Ne faudrait-il pas commencer par définir ce qu'est un Canadien-Français, et voir en quoi il se distingue du Québécois francophone?

Gilles Verrier a dit...

Merci de votre question M. Dupuis. Moi je maintiens que le Canadien-Français c'est le Canadien de souche, fondateur du Canada. Devenu Canadien-Français pour se distinguer, quand les Anglais ont pris graduellement le nom de Canadians. Selon moi, il faut se mobiliser pour exiger la reconnaissance statutaire des Canadiens-Français par Québec, nation non reconnue au sein de ce qui devient un melting pot.
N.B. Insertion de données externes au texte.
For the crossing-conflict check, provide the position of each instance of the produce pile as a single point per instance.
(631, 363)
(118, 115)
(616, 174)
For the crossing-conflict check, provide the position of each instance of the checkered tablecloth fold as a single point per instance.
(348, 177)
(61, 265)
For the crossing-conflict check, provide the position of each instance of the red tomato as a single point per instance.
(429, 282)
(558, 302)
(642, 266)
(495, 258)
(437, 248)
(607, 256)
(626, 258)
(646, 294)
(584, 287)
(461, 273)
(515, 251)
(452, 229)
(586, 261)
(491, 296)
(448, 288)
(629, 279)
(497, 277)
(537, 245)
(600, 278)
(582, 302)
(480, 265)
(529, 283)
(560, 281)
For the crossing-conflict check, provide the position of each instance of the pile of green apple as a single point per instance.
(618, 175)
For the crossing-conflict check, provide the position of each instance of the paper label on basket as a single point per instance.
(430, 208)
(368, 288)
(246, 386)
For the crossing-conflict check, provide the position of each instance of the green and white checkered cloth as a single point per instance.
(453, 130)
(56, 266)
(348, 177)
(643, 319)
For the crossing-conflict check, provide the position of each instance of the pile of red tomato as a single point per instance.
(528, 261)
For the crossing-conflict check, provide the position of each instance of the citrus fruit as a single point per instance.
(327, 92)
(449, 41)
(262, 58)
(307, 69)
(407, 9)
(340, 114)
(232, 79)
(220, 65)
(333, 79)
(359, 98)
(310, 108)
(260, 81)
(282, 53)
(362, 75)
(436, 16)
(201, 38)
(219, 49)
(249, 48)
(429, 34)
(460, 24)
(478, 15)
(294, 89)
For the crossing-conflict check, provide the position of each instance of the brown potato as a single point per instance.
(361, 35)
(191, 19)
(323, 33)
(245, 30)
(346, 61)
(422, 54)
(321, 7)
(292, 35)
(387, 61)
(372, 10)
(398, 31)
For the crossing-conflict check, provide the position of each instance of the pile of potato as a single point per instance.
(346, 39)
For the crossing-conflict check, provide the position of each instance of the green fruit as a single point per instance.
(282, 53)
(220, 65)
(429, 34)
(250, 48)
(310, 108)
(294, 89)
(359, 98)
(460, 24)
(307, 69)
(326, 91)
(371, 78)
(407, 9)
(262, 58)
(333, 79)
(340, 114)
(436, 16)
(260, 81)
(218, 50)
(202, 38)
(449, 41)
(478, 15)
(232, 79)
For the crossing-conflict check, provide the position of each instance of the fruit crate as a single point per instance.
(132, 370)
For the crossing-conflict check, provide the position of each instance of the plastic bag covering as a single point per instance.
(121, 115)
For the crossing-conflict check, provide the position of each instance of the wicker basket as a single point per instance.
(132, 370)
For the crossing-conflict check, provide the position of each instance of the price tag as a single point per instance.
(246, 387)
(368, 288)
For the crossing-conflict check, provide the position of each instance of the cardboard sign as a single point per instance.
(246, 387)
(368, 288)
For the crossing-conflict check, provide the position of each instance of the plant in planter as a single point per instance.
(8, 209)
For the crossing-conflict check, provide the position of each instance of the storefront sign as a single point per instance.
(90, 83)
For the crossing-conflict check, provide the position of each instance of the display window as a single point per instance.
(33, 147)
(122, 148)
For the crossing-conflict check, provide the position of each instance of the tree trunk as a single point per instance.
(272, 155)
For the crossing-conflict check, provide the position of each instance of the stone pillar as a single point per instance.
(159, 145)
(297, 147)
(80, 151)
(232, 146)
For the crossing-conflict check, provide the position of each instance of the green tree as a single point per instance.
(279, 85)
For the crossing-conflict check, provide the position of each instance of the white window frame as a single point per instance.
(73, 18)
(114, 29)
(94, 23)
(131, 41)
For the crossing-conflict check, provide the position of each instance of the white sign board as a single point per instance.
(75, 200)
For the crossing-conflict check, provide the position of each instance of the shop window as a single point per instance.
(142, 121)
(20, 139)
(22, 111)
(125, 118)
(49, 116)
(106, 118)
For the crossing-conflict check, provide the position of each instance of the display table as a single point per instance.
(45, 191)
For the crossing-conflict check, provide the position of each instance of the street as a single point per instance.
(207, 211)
Sinon, avec le "Québécois francophone", qui peut-être un immigrant fraîchement débarqué et obligé d'apprendre le français, mais qui reste toujours prêt à passer à l'anglais demain matin, on est morts. Le Canadien-Français c'est une identité complète, enracinée, culturelle, historique et catholique qui a besoin d'amour. Sans cette identité, la défense du français est frappée d'un handicap : une régression trudeauiste par laquelle le Canada a été défini sur la base de deux langues de communication dénationalisées.

Guy Huard a dit...

Obtenir la reconnaissance de l'ethnie canadienne-française du Québec par l'Assemblée nationale est un combat nécessaire qui rencontrera d'abord l'incrédulité tant des attentistes du Grand Soir que des "confortés et indifférents" car il seront confrontés à une réalité incontournable, notre fragilité démographique, déjà avérée dans la région de Montréal. Par contre, ce cap franchi, le gouvernement canadien, de par sa Loi même, devra prendre compte d'une nouvelle situation et accorder protection à sa minorité ethnique canadienne-française entière, même dans sa province de Québec. Les conséquences de sa politique immigrationiste seront tirées. Ce sera en quelque sorte utiliser ses propres armes en ce qui nous concerne contre son dessein de nous faire disparaître. Il a été plus habile lorsque l'indépendance était numériquement possible, voyons s'il le sera toujours une fois les règles du jeu changées. Qu'avons-nous a y perdre, sinon de délétères illusions?

Gilles Verrier a dit...

Guy Huard : commentaire très lucide. Maintenant que l'indépendance n'est plus possible, la solidarité trans-Québec, c'est-à-dire les concessions des Canadiens-Français pour gagner les autres québécois à la cause d'un État souverain a perdu son intérêt. De même, je range dans ce cadre un néo-fédéralisme qui cheche à nous solidariser avec les velléités d'indépendance de l'Ouest, là où des provinces ont des intérêts économiques, mais pas de préoccupations existentielles. Le fédéralisme serait de croire que nous avons un intérêt commun avec elles... mais ces dernières nous laisseront tomber dès que leur contentieux avec Ottawa trouvera une solution. Au mieux, elles soutiendraient peut-être une séparation du Québec dans la poursuite des privilèges et droits consacrés des anglophones, un supplément de moyens au Québec pour continuer de mousser davantage l'anglicisation. Il faut se garder de faire passer une fidélité à l'état du Québec avant les intérêts de la patrie. Au final, les provinces de l'Ouest mettront la solidarité anglo-saxonne avant un appui au Québec et, plus précisément, avant tout appui aux Canadiens-Français. Pour avoir cru à ces chimères fédéralistes, un régime qui par nature évolue entre tensions internes et apaisements, Lévesque s'est retrouvé le bec à l'eau en 1981. C'est exactement ça que mon texte met en évidence. La leçon à tirer c'est que la seule cause à défendre est celle du statut des Canadiens-Français, la cause la plus délaissée depuis la révolution tranquille.